Le lane del tappeto, man mano che il tempo passa, perdono nei punti dove maggiore è il contatto con agenti esterni, o dove è più frequente il passaggio, le loro squame e diventano lucide, come invecchiate, brillanti.

Per ottenere un precoce invecchiamento dei tappeti e per far sì che essi perdano il colore acerbo, è consuetudine, sin dai tempi antichi, esporli lungo la strada o nel bazar, al via vai dei passanti; oppure stenderli al sole e lavarli con acqua, radice saponaria e cenere, che hanno componenti alcalini.

Lo stesso risultato si può ottenere con l’ipoclorito di calcio, più noto come soda o polvere sbiancante; la lana, infatti, a contatto con i sali di cloro, perde le squame e diventa lucida. Questo procedimento viene detto colorazione della lana.

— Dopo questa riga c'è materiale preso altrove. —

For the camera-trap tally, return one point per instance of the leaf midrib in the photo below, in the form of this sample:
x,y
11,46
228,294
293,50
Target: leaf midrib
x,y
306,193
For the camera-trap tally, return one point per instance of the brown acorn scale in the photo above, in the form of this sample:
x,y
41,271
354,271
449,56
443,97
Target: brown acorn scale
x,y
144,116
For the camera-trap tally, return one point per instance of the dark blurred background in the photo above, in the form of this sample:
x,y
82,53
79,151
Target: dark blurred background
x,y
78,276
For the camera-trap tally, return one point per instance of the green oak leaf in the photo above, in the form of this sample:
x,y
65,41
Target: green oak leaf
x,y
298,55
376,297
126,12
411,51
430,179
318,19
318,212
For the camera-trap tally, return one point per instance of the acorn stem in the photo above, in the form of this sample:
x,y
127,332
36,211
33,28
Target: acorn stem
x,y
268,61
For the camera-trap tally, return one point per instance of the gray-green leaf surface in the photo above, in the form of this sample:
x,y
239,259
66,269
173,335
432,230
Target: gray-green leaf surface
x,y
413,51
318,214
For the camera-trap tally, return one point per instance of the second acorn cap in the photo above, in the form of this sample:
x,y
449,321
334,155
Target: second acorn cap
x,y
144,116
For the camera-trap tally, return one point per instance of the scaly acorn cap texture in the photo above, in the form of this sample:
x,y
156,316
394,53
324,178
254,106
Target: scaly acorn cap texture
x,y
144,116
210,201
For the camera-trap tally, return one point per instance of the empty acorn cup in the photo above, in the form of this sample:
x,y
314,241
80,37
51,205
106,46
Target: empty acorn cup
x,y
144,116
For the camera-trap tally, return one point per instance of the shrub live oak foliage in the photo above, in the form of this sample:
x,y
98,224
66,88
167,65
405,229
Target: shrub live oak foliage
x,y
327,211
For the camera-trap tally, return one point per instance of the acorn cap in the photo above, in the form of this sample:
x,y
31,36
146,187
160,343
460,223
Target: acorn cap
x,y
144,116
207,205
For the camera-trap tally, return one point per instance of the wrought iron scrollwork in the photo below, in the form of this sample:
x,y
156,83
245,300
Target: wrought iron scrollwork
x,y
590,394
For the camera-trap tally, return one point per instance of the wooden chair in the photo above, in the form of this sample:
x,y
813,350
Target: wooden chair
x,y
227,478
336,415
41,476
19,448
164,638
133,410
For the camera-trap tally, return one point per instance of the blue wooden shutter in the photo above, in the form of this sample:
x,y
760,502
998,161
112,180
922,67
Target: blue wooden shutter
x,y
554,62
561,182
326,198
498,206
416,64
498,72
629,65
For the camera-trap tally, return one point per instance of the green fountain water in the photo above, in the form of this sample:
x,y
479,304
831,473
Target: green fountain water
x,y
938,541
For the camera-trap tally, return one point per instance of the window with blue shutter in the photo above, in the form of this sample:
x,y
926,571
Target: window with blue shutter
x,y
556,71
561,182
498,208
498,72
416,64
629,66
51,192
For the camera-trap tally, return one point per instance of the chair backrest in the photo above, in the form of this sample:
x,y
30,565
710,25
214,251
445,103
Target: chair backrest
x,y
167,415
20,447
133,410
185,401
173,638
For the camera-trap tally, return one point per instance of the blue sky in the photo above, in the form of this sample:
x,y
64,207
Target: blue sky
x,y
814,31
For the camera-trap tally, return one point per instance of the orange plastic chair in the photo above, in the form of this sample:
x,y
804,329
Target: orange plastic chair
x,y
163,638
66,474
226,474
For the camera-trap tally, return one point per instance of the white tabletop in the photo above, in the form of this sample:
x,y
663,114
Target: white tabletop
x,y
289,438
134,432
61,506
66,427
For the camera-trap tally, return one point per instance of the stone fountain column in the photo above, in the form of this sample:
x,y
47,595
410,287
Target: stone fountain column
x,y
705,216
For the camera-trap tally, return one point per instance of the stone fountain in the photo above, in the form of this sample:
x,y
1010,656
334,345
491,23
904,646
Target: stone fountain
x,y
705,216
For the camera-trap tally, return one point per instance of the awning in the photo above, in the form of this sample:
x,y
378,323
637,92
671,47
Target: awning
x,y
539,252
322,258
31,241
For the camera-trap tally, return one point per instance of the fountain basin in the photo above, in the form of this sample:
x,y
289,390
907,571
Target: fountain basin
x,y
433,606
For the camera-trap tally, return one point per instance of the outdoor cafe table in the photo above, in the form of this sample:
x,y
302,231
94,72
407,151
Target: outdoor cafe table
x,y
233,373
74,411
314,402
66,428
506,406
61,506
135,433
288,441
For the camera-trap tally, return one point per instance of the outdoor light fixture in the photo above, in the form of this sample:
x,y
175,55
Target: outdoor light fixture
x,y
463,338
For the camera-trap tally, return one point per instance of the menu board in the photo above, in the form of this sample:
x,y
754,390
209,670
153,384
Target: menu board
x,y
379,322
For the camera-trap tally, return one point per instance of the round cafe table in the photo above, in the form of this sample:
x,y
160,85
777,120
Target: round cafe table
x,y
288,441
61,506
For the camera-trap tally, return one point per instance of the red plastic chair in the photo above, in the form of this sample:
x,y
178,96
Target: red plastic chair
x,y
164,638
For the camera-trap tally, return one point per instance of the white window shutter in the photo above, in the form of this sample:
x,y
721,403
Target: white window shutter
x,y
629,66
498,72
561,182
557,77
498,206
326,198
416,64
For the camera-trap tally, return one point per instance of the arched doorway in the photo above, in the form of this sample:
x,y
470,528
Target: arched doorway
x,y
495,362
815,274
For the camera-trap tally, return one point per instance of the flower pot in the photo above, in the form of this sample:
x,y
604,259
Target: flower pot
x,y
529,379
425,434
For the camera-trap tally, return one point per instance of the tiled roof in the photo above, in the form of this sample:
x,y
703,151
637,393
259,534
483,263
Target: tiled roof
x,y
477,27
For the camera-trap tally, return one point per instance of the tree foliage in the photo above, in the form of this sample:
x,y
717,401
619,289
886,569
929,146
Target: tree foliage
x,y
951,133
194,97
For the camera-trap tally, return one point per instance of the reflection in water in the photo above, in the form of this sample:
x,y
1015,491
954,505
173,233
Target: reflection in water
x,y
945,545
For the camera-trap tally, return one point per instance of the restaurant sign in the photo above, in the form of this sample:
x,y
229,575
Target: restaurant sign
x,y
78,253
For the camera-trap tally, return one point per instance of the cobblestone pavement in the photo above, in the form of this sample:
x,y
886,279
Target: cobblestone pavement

Il sistema del lavaggio chimico è più comune nell’ambito dei tappeti da esportazione: infatti i mercanti di tappeti, per aumentare e rendere più credibili la genuinità e l’antichità dei loro pezzi, prima di esportarli li sottopongono al trattamento del lavaggio; tuttavia, le nuove tecniche di laboratorio oggi a disposizione, ci permettono di riconoscere perfettamente i diversi colori utilizzati, nonché l’antichità delle fibre. Anzi, proprio queste tecniche hanno potuto far piena luce sulla storia della lavorazione di alcuni tappeti, prodotti in tempi recenti a imitazione dei lavori del XVI e XVII secolo, e attribuiti per errore a quel periodo.